TM. I think the solution starts with a fundamental understanding and acknowledgment that:
- The task we’re given of delivering electricity to customers has risks; and,
- We can never buy risk all the way down to zero. We can never eliminate all outages and all risks.
We have to be OK with that, and so do regulators and customers.
And while all this may make intuitive sense, I think there’s power in admitting it out loud, being intentional about it, and owning it. Doing so helps us shift our priority from risk whack-a-mole to making sure every dollar we’re spending to address risk is going toward the things that are going to eliminate the most risk.
Put another way, if we lived in a world where we could eliminate all risk, it wouldn’t matter how we optimize for risk. We wouldn’t need data science. We’d just need to identify the risk and spend whatever is needed to eliminate it.
But that’s a fantasy world. We don’t have that luxury.
So what we need to do is find the best deals—that is, find the value where we can get the most ROI in terms of improved safety, improved reliability, and improved performance of our grid because we’re capital and resource constrained.
Recognizing these constraints is key.

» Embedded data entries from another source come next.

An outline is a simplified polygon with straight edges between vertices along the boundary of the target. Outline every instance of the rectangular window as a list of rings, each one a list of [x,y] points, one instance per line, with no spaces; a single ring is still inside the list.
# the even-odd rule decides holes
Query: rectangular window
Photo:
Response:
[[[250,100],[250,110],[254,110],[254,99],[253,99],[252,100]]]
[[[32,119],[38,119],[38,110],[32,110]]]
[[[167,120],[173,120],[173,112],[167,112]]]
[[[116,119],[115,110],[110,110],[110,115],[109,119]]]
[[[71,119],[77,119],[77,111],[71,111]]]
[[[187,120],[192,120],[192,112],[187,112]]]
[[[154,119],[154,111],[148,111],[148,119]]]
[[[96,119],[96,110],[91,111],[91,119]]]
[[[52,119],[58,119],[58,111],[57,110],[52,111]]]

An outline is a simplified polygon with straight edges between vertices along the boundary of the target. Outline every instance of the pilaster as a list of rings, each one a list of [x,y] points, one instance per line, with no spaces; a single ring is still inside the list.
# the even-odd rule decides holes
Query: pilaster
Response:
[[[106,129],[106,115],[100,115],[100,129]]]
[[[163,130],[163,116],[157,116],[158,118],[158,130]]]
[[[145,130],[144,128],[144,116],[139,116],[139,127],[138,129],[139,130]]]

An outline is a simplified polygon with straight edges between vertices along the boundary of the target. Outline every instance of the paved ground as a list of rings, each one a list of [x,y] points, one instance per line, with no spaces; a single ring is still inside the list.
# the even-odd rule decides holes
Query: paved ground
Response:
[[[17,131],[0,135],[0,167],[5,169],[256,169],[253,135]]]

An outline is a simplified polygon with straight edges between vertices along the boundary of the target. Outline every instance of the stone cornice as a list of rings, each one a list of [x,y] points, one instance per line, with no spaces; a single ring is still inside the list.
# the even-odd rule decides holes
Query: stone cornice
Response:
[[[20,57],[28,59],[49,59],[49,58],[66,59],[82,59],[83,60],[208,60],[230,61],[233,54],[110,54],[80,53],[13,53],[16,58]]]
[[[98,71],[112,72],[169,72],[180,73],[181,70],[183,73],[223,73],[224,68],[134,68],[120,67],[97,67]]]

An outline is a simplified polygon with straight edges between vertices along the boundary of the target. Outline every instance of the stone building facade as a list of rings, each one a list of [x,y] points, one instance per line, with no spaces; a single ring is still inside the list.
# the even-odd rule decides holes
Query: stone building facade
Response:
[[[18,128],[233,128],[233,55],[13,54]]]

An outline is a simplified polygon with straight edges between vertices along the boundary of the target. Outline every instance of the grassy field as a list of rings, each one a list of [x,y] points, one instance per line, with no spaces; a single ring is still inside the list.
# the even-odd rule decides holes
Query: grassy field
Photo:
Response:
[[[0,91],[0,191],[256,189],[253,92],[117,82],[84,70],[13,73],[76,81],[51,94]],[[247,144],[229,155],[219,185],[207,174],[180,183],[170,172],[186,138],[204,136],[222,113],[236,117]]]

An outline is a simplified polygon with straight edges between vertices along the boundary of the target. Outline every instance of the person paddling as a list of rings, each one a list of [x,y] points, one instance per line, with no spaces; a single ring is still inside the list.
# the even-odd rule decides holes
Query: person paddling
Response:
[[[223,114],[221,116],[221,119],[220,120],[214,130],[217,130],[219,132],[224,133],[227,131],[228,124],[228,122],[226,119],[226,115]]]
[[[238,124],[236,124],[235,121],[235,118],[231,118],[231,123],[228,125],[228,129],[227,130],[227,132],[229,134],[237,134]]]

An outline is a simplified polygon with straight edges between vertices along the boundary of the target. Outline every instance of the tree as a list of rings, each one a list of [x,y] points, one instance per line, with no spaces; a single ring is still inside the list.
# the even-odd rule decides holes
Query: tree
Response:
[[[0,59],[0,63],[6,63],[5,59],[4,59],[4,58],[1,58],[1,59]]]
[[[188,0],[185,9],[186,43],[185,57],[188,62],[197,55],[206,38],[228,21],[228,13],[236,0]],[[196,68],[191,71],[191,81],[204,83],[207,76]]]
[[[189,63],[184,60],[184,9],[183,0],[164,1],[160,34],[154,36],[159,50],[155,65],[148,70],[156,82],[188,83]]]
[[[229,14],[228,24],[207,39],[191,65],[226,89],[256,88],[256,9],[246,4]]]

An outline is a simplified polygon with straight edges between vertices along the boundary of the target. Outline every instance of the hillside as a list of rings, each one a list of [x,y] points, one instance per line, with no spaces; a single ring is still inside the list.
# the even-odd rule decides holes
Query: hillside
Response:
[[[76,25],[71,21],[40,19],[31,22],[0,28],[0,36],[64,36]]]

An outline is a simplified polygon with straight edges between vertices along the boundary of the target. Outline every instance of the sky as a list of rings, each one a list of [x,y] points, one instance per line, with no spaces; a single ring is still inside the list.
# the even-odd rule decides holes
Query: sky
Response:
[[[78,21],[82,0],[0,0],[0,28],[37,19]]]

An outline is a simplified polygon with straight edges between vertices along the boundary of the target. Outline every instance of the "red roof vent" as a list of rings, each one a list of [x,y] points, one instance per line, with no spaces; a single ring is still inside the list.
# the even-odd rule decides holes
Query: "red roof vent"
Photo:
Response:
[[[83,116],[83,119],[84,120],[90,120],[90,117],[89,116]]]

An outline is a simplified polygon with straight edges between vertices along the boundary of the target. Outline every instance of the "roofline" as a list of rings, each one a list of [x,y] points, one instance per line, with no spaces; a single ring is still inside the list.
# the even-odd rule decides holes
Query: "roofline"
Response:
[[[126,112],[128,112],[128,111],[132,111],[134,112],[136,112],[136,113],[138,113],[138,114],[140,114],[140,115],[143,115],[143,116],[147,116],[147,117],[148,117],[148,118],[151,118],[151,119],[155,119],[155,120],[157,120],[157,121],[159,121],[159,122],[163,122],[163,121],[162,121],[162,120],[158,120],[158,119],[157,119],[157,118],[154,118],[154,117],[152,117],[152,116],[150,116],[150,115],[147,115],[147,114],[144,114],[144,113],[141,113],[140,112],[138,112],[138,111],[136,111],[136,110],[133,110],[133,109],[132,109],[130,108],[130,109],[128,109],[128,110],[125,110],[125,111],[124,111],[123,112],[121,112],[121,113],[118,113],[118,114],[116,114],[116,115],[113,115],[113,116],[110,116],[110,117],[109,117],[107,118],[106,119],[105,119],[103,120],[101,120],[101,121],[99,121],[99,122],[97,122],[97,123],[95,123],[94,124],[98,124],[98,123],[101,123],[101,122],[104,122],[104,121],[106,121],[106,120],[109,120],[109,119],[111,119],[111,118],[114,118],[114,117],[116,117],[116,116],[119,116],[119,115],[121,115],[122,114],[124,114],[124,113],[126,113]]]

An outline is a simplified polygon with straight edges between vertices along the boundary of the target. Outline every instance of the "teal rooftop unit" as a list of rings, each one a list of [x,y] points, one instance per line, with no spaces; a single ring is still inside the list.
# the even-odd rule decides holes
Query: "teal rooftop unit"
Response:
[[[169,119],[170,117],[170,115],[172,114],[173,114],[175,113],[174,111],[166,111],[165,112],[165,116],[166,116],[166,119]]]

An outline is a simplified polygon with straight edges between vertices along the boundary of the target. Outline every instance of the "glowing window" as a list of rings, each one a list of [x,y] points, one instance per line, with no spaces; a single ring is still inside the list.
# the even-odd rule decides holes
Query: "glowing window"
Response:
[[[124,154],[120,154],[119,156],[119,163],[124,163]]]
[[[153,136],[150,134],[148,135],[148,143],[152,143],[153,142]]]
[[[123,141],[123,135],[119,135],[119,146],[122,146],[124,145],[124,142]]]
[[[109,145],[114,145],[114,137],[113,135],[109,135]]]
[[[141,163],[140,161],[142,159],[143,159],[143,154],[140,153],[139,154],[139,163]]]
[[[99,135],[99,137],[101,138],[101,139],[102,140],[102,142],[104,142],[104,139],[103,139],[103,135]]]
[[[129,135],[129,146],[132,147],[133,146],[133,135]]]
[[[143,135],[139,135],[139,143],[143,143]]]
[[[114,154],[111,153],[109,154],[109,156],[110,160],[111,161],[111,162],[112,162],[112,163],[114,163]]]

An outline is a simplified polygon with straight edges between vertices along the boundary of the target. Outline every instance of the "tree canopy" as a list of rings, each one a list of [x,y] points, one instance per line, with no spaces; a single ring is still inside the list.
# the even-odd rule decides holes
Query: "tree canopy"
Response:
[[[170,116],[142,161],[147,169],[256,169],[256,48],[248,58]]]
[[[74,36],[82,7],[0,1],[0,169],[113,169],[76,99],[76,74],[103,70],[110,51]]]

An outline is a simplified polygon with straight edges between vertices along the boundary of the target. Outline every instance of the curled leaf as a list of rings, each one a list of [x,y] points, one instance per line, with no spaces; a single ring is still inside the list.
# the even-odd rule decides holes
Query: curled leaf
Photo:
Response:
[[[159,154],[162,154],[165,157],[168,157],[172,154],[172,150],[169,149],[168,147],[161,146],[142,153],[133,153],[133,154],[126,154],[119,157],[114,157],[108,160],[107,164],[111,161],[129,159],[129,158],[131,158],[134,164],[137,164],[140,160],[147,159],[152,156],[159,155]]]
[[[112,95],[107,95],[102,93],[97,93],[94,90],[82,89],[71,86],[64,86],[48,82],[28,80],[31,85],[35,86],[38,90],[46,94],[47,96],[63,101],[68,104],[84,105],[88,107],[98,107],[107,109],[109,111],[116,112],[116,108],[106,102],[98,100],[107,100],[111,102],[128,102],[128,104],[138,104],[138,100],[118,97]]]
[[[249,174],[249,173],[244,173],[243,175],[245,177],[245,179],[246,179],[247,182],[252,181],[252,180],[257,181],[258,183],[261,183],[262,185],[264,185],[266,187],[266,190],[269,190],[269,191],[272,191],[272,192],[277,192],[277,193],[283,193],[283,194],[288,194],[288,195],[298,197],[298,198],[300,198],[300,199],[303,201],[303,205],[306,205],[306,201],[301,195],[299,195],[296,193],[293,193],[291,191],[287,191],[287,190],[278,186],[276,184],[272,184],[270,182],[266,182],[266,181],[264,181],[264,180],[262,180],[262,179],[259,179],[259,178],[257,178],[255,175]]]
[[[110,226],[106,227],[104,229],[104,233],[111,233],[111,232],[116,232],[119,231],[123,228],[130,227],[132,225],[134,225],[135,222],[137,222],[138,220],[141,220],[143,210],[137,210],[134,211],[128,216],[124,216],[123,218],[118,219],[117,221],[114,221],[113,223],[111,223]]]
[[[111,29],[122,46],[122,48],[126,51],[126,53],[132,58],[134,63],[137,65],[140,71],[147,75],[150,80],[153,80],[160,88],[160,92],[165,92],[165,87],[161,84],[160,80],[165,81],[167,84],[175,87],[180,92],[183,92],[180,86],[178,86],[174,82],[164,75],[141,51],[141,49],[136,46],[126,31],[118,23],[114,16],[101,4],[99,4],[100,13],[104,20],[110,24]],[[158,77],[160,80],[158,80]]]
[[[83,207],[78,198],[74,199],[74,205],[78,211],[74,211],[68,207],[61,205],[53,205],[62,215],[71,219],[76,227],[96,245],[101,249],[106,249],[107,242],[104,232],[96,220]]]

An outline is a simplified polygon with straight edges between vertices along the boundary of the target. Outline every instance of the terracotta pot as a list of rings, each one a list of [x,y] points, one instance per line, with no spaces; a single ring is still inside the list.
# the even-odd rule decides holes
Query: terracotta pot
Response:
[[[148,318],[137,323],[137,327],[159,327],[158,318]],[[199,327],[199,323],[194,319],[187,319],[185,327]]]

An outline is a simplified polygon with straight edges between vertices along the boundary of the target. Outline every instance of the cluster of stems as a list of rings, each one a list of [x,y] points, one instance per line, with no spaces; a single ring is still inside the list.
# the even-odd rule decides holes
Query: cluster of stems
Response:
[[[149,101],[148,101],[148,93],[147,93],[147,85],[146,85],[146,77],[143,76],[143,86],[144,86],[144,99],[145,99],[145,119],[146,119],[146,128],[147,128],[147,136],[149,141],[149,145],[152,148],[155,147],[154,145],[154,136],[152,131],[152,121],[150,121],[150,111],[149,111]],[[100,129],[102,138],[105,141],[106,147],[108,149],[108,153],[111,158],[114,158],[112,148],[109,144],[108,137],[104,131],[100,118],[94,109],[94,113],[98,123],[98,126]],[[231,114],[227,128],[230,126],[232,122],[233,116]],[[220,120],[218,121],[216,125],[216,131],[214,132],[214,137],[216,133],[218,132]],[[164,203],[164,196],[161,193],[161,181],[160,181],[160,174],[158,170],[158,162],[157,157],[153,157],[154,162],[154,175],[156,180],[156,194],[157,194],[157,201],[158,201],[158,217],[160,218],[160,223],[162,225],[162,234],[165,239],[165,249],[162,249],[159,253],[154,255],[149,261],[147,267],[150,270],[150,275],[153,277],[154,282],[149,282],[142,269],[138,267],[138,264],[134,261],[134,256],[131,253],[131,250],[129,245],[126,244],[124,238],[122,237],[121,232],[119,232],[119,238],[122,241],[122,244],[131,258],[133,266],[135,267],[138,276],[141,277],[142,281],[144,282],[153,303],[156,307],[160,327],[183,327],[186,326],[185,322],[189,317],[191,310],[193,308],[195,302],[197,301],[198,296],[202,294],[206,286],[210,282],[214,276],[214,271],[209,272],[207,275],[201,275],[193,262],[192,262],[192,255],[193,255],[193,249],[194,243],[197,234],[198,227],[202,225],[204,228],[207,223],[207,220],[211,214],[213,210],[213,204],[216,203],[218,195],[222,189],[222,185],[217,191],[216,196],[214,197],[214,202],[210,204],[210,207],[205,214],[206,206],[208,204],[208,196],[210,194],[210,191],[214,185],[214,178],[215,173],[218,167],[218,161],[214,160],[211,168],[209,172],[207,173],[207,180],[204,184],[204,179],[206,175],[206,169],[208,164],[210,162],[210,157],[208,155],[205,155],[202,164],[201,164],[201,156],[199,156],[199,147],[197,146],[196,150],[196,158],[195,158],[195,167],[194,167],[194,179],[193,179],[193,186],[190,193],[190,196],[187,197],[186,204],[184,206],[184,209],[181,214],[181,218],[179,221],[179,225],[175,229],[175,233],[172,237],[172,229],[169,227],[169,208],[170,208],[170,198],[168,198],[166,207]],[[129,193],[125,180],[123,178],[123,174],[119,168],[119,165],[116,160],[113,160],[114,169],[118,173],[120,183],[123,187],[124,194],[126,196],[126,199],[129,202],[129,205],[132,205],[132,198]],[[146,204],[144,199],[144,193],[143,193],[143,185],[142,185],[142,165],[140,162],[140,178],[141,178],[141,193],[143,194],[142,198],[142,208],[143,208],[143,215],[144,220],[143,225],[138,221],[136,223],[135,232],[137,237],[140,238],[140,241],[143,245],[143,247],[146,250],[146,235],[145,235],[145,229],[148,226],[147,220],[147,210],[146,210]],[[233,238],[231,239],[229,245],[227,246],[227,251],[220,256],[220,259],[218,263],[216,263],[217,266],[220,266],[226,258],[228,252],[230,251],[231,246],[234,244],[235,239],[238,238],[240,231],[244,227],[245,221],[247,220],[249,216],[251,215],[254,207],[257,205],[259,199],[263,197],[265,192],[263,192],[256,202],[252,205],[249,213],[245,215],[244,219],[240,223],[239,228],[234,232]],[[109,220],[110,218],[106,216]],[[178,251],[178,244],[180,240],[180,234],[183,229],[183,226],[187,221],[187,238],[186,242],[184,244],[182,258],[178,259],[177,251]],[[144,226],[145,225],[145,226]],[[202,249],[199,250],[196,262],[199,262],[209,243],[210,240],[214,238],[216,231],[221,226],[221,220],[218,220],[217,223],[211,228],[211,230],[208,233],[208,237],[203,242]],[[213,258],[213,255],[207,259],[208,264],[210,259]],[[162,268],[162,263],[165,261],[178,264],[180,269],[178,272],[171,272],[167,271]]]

It forces us to think differently, more productively. The question then becomes, If I have $1 or $1,000 or $1,000,000 that I’m spending to reduce some sort of risk—be it storm resiliency or wildfire or grid loading during a heat or cold event—or just ensure normal reliability, how do I make sure each dollar is going toward the thing that’s going to move the needle the most because it can’t go toward everything I would want it to?
The good news for utilities is that this is something data science can and does solve. We now have the data, the computing horsepower, and the data science processes to run thousands and thousands of spending scenarios to optimize investments to deliver the most value to the grid—a concept we call risk-spend efficiency. Whereas previously we often didn’t have the data, and we certainly didn’t have the computing capability to handle this sort of analysis, we do now.
Over the last decade, utilities have faced a growing number of game-changing challenges. Now, data science is unlocking game-changing solutions.